UgenTec, now part of Velsera, offers the FastFinder platform to help molecular labs automate sample flow, perform real-time quality control, and streamline result calling. The platform includes modules like FastFinder Workflow for orchestrating sample-to-result processes, FastFinder Analysis for automated assay result reporting, and FastFinder Genotyper which uses AI for genotyping. FastFinder Insights provides smart dashboards for lab operational intelligence, while FastFinder QC offers in-run stats and real-time alerts. The Studio module allows control over assay configuration and SOP automation, ensuring reproducible and documented interpretation rules. It supports various modalities including PCR, Mass Spec, NGS, NAAT/LAMP, Serology, and dPCR, catering to clinical diagnostics, veterinary, pharma, and AgBio labs.

tinyvector

tinyvector

60%

tinyvector is a lightweight nearest-neighbor embedding database designed for AI applications that do not require the complexity or overhead of a full-scale vector database. It leverages SQLite for data storage and Pytorch for embedding operations, making it highly customizable and easy to integrate into existing workflows. The tool is currently in pre-release development, indicating ongoing enhancements and feature additions. Its small codebase allows for quick understanding and modification, catering to developers who need a simple yet effective solution for managing and querying embeddings.
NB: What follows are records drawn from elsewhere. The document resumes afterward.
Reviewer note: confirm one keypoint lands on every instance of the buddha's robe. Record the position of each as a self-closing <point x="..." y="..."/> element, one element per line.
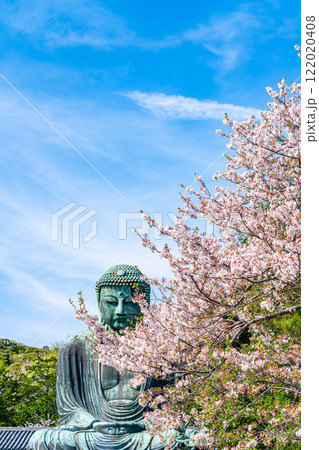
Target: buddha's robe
<point x="88" y="392"/>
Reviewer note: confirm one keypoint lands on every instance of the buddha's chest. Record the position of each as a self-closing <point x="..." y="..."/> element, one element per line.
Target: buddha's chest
<point x="114" y="385"/>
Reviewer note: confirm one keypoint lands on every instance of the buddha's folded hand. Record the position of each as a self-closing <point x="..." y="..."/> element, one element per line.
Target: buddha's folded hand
<point x="118" y="427"/>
This makes tinyvector particularly suitable for rapid prototyping, specialized research projects, or scenarios where resource efficiency is paramount.

NeuralRays AI

NeuralRays AI

60%

NeuralRays AI is a professional services firm specializing in advanced artificial intelligence and data-driven software solutions. They offer a comprehensive suite of AI services including data strategy consulting, data science and AI consulting, AI solution development, and AI-driven automation. Additionally, they provide digital services such as product and platform engineering, cloud transformation, and digital assurance. NeuralRays AI focuses on ethical AI principles and agile delivery processes, aiming to empower clients with transformational digital products. With a global presence and extensive experience across various industries, they help businesses leverage AI to achieve their objectives and thrive in a competitive landscape. They offer flexible engagement models, including time-and-materials, fixed-price, value-based, and a unique build, operate, and transfer model.